The Queensland government paid for construction, bringing the project together from inception to build in just nine months off the back of soaring enrollments at adjoining Yarrabilba State Primary School, nearby St Clare’s and Logan Village.
The Community Hub and Partnerships program brought together industry, government and community groups to deliver services.
Children’s Health Queensland Hospital and Health Service will manage and coordinate service delivery for the first 12 months. Executive director Frank Tracey said the centre would be a meeting place to develop neighbourhood connections and access health and learning support.
“By co-locating services and providing programs that support early childhood and health development, we are helping families … give children the best start in life,” he said.
Services that will roll out include visits from child health nurses, immunisation, Justices of the Peace, officers from the Registry of Births, Deaths and Marriages, playgroup, early learning and literacy programs, bike-fixing shed, book exchange and toy library.
Logan MP Linus Power invited parents to visit and enjoy the facility’s homely comforts.

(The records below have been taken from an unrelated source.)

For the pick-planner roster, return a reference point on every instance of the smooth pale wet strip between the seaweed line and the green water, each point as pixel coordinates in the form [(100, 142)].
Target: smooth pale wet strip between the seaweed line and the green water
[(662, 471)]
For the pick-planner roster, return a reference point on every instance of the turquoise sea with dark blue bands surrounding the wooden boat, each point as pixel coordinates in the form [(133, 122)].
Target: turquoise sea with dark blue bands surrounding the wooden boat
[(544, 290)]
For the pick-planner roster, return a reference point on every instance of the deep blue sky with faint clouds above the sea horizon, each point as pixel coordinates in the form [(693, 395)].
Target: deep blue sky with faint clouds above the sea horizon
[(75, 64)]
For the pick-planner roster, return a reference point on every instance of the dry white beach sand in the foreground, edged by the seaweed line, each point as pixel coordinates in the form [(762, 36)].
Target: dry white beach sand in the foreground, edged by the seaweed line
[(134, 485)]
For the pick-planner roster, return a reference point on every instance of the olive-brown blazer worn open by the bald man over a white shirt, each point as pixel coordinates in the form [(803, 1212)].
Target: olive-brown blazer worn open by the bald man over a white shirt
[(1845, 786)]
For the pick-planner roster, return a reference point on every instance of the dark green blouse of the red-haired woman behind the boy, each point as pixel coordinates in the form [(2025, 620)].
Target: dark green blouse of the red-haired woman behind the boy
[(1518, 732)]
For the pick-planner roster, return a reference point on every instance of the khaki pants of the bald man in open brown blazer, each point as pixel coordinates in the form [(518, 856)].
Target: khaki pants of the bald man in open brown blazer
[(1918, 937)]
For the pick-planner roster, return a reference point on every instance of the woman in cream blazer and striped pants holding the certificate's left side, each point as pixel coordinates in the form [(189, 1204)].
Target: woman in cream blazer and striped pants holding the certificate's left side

“Bring the kids, spend some time here, maybe read them a book,” he said.
“We’ve got a great foundation here in this community hub and now we’ll develop services that will connect the community better … This will be an important place for families, a place where we can host services and provide some fun.”
Cr Laurie Koranski lobbied hard to bring the centre to Yarrabilba.
“I am proud to be standing here in a family and community place that feels like home. A lot of people worked hard to bring this to life,” she said.
Queensland Development, Manufacturing, Infrastructure and Planning Minister Cameron Dick said he was proud of his association with the centre.
“It took just nine months from inception and construction to welcoming the community in,” he said.
“Some of the challenges facing this community are the distance from major centres, a rapidly growing community with lots of young families, and access to transport and employment opportunities.”